Directors Alex and Liane described the video as "a bit over-ambitious" because of its fight scenes which "were just so time consuming to get right". The various hand gestures were inspired by the Neoist art movement. The video premiered on MTV in America on 13 June 2008. It was nominated for 2008 MTV Video Music Awards for Video of the Year, but lost to Britney Spears' "Piece of Me" and won for Best UK Video.

==Chart performance==
"Shut Up and Let Me Go" was released in the United States on 15 April 2008. The song debuted on the Billboard Hot 100 at number 93 on 17 May 2008. The following week it reached its peak position at number 55. The song was certified Gold in America with sales of over 500,000 on 14 October 2008. In Canada, the song reached number 29 and remained on the Hot 100 chart for six weeks.

"Shut Up and Let Me Go" debuted at number 49 on the UK Singles Chart. The following week the song peaked at number 29. Two weeks later, the song fell out of the chart, but on 29 June 2008 the song re-entered the chart at number 24 and peaked at number six.
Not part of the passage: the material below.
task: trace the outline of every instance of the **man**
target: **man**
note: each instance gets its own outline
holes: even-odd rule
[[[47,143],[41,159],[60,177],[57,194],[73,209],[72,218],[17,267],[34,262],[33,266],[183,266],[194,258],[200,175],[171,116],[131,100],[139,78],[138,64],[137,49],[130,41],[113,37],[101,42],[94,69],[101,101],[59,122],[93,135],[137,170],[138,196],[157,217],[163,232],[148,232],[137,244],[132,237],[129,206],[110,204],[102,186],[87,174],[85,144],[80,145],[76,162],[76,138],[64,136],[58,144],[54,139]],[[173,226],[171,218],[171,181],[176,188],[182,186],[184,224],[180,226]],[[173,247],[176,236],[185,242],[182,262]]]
Even though "Shut Up and Let Me Go" peaked lower than "That's Not My Name", the song showed great longevity by remaining in the Top 40 for many weeks.

In Australia, the single has debuted at number 79 on 10 November.

==Track listings==

US digital download
1. "Shut Up and Let Me Go"

UK CD 1
1. "Shut Up and Let Me Go"
2. "Shut Up and Let Me Go" (Haji and Emanuel Remix)

UK CD 2
1. "Shut Up and Let Me Go"
2. "Shut Up and Let Me Go" (Tocadisco Love the Old School Mix)

7-inch yellow vinyl
1. "Shut Up and Let Me Go"
2. "Shut Up and Let Me Go" (Tocadisco Love the Old School Mix)

UK remixes CD
1. "Shut Up and Let Me Go" (Tom Neville's Keep It Quiet Remix)
2. "Shut Up and Let Me Go" (Chris Lake Remix)
3. "Shut Up and Let Me Go" (Haji & Emanuel Remix)
4. "Shut Up and Let Me Go" (Tocadisco Love the Old School Mix)

==Personnel==
- Jules De Martino - drums, keyboards, percussion, production, vocals
- Katie White - vocals, guitar
- Sam Beckwith - synths
- Sarah Templeman - bass guitar
- Dave Sardy - mixing

==Charts==

===Weekly charts===

| Chart (2008–2013) | Peak position |
|---|---|
| Australia (ARIA) | 44 |
| Australian Club Chart (ARIA) Haji & Emanuel Remix | 22 |
| Austria (Ö3 Austria Top 40) | 52 |
| Belgium (Ultratop 50 Flanders) | 31 |
| Belgium (Ultratop 50 Wallonia) | 29 |
| Canada (Canadian Hot 100) | 29 |
| France (SNEP) | 152 |
| Germany (GfK) | 43 |
| Ireland (IRMA) | 9 |
| Mexico Anglo (Monitor Latino) | 1 |
| Netherlands (Dutch Top 40 Tipparade) | 5 |
| Netherlands (Single Top 100) | 65 |
| Scotland Singles (OCC) | 5 |
| South Korea International Singles (Gaon) | 39 |
| Switzerland (Schweizer Hitparade) | 48 |
| UK Singles (OCC) | 6 |
| US Billboard Hot 100 | 55 |
| US Alternative Airplay (Billboard) | 34 |
| US Dance Club Songs (Billboard) | 1 |
| US Pop Airplay (Billboard) | 38 |

===Year-end charts===

| Chart (2008) | Position |
|---|---|
| Canada (Canadian Hot 100) | 91 |
| UK Singles (OCC) | 63 |

==Certifications==

| Region | Certification | Certified units/sales |
| United Kingdom (BPI) | Silver | 200,000^{*} |
| United States (RIAA) | Platinum | 1,000,000^{*} |
^{*} Sales figures based on certification alone.